Unsere Kinder sollen bis 71 arbeiten
Sogenannte Wirtschaftsweise fordern Anhebung des Rentenalters / Offizielle Erwerbslosigkeit sinkt
Geht es nach dem Willen der sogenannten Wirtschaftsweisen, dann müssen die jetzigen ABC-Schützen bis 71 arbeiten. Das offiziell »Sachverständigenrat zur Begutachtung der gesamtwirtschaftlichen Entwicklung« genannte Ökonomengremium schlägt nämlich in seinem am Mittwoch präsentierten Jahresgutachten vor, ab dem Jahr 2030 das Renteneintrittsalter an die steigende Lebenserwartung zu koppeln.
Ferner wollen die fünf Forscher die in die Kritik geratene Riester-Rente und die betriebliche Altersvorsorge stärken. »Mit einem stärkeren Gewicht auf die betriebliche und private, Riester-geförderte Altersvorsorge wird das System insgesamt krisenfester und federt gleichzeitig verschiedene Risiken ab«, heißt es dazu im Bericht.
Der in Würzburg lehrende »Wirtschaftsweise« Peter Bofinger weicht jedoch von der Mehrheitsmeinung im Gremium ab. Dabei verweist er auf die »unzureichende Sparfähigkeit« insbesondere von Haushalten mit niedrigen Einkommen. Diese sei problematisch, wenn man berücksichtigt, dass es durch die Absenkung des Rentenniveaus immer schwieriger wird, einen Rentenanspruch zu erwerben, der über der Grundsicherung liegt. So sorgten nur fünf Prozent des einkommensschwächsten Fünftels mittels einer Riester- oder Rürup-Rente fürs Alter vor.
Daher will Bofinger entgegen der Mehrheitsmeinung im Sachverständigenrat der Bundesregierung keine »enttäuschende Reformbilanz« attestieren. Mehrheitlich wirft der Rat nämlich Schwarz-Rot vor, die derzeit »ökonomisch erfolgreiche Phase unzureichend genutzt zu haben«. Die Wirtschaftsforscher fordern neben einer Rentenreform auch eine weitere Flexibilisierung des Dienstleistungssektors.
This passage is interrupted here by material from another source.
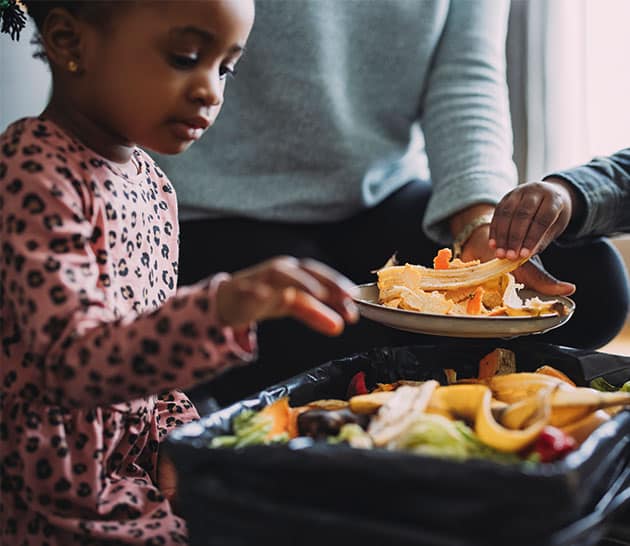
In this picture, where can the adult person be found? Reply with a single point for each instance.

Den Mindestlohn bezeichneten sie als eine »Hürde für die Aufnahmefähigkeit des Niedriglohnsektors«.
Jedoch wird die Expertise des Gremiums immer stärker angezweifelt. »Sachverstand zeigt wieder einmal nur der Kommentar von Peter Bofinger. Es ist höchste Zeit, dieses Gremium aufzuräumen«, sagte DGB-Vorstandsmitglied Stefan Körzell. »Nicht einmal für die längst widerlegte Behauptung, der Mindestlohn behindere die Schaffung von Arbeitsplätzen, sind sich die Wirtschaftsweisen zu schade.« So entwickelte sich der Arbeitsmarkt auch im Oktober gut. Laut der Bundesagentur für Arbeit sank die Zahl der Arbeitslosen auf 2,54 Millionen beziehungsweise 5,8 Prozent. Dies sind 109 000 Arbeitslose weniger als im Vorjahreszeitraum.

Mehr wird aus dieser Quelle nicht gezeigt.